Entre as novas síndromes descritas, destacam-se a padronização do tempo de luto normal para até três dias (decorrido esse prazo, o luto deve ser tratado como depressão patológica excessivamente intensa), além da tão sonhada descrição objetiva de 27 síndromes que acometem bebês e recém-nascidos e as tão esperadas síndromes ligadas ao trabalho, à religião, às artes e à política. Além da descrição de mais 374 novas síndromes, somadas aos 1.417 transtornos descritos na última versão, o DSM-11 traz ainda um aplicativo capaz de diagnosticar quaisquer transtornos em pouco mais de três segundos, interligado a um sistema de delivery de medicamentos. Entre as novidades mais esperadas, destacam-se a “síndrome do choro sem causa aparente detectável”, o “transtorno anoréxico infantil” e a “síndrome da insônia precoce”. A “síndrome do choro sem causa aparente detectável” é conhecida de pais e educadores. Antes da última versão do DSM, era erroneamente considerada como condição normal do lactente. Agora, a recomendação é que sejam tratados com psicofármacos bebês que, a partir do terceiro mês de vida, ainda apresentem choro sem causa aparente, diariamente ou, pelo menos, três vezes por semana. Já o “transtorno anoréxico infantil” acomete bebês com mais de seis meses que se recusam a serem alimentados com alimentos sólidos ou pastosos, o que acarretaria grave prejuízo ao desenvolvimento nutricional infantil. Também foi incluída a “síndrome da insônia precoce”, que é uma grave doença, provavelmente genética, que acomete uma parcela significativa dos bebês entre 9 e 18 meses de idade e que se caracteriza pela dificuldade em dormir um sono ininterrupto por, no mínimo, nove horas seguidas. Ainda na infância, foi descrito o “transtorno egossintônico da personalidade narcísica”, que acomete crianças que se identificam ou fantasiam ser princesas ou super-heróis. No capítulo sobre adolescência, foram introduzidas a “síndrome do diário de memórias”, caracterizada por uma compulsão em escrever experiências imaginárias em linguagem cifrada nos diários íntimos e desenhar coraçõezinhos inúteis, que acomete principalmente as meninas, e a “síndrome de formação de bandas sem futuro promissor pelo menos provável”, que descreve patologias ligadas à necessidade compulsiva de se formar bandas com o gênero musical em voga. Grande avanço foi observado também com a descrição da “síndrome da indefinição profissional”, que acomete tantos adolescentes em idade de definição profissional.
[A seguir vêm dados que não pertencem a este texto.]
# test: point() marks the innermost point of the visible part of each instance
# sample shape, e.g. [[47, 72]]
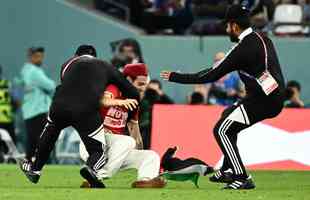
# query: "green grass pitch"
[[62, 183]]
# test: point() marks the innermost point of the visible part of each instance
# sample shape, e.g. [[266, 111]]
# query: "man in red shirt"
[[123, 152]]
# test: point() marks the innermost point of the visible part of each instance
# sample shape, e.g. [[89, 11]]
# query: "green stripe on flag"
[[193, 177]]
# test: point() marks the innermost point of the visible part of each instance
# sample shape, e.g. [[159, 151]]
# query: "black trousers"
[[34, 128], [235, 119], [10, 128], [88, 125]]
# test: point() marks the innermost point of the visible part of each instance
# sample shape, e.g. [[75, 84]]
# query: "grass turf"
[[62, 183]]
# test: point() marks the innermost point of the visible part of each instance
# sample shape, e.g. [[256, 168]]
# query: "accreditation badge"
[[267, 82]]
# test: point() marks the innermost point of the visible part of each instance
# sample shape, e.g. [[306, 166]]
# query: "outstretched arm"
[[231, 62]]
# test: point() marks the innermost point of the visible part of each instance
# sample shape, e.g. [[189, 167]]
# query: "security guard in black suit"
[[255, 59]]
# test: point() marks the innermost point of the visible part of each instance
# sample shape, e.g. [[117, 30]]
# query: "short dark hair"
[[156, 81], [33, 50], [242, 23], [294, 83], [86, 50]]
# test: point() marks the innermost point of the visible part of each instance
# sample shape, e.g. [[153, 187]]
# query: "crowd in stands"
[[204, 17], [33, 97]]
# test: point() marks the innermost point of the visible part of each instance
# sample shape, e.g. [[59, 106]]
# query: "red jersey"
[[115, 118]]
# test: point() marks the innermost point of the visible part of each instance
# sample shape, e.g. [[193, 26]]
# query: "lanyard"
[[265, 49]]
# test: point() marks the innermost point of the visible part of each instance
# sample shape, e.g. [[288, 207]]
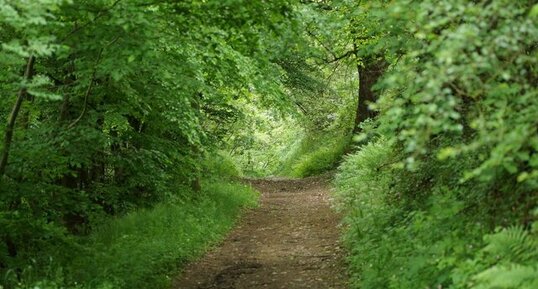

No capítulo sobre os transtornos relativos ao trabalho, foi introduzido o “transtorno do déficitde produção”, o “distúrbio monomaníaco cafeíno-induzido”, conhecido também como “síndrome do cafezinho”, que acomete principalmente funcionários públicos, e o “atraso matinal monomaníaco”, que se caracteriza por chegar atrasado ao trabalho, pelo menos uma vez por mês, por até 15 minutos. No capítulo sobre religião, foi introduzido o “transtorno de crença em entidades não-verificáveis experimentalmente”, com diferentes graus de fanatismo. Esse diagnóstico, corretamente realizado, é capaz de detectar propensão a atos de terrorismo já a partir da pré-adolescência. A “síndrome do invencionismo crônico” agrupa sintomas ligados à necessidade que pessoas antes consideradas como “artistas” têm de inventar “novas maneiras” disso ou daquilo. Ficou provado que gênios, antes tidos como “artistas”, sofreram de graves transtornos psiquiátricos, facilmente solucionáveis com tratamento adequado. São sintomas dessa doença: empregar palavras fora de seu contexto descritivo ou comunicacional, desenhar pessoas com quatro braços ou tartarugas cor-de-rosa, empregar notas musicais desnecessariamente dissonantes, utilizar objetos comuns de maneira inusitada, apropriar-se do espaço de maneira não-convencional.
No campo da política, foi ampliada a “esquerdopatia crônica”, grave sintoma que acomete parte da população, que apresenta sintomas como: produção de teorias conspiratórias acerca dos interesses do capital, inconformismo com a ordem vigente, postura crítica diante da mídia, leitura regular ou irregular de livros de filosofia e outras ciências humanas, além de outros graves acometimentos. Quanto às síndromes econômicas, foi descrita a “síndrome da incapacidade de produzir riqueza”. Entre os sintomas dessa condição psicopatológica estão: pobreza crônica, endividamento, boemia, leitura recorrente de livros de poesia. Está frequentemente associada a episódios de esquerdopatia aguda.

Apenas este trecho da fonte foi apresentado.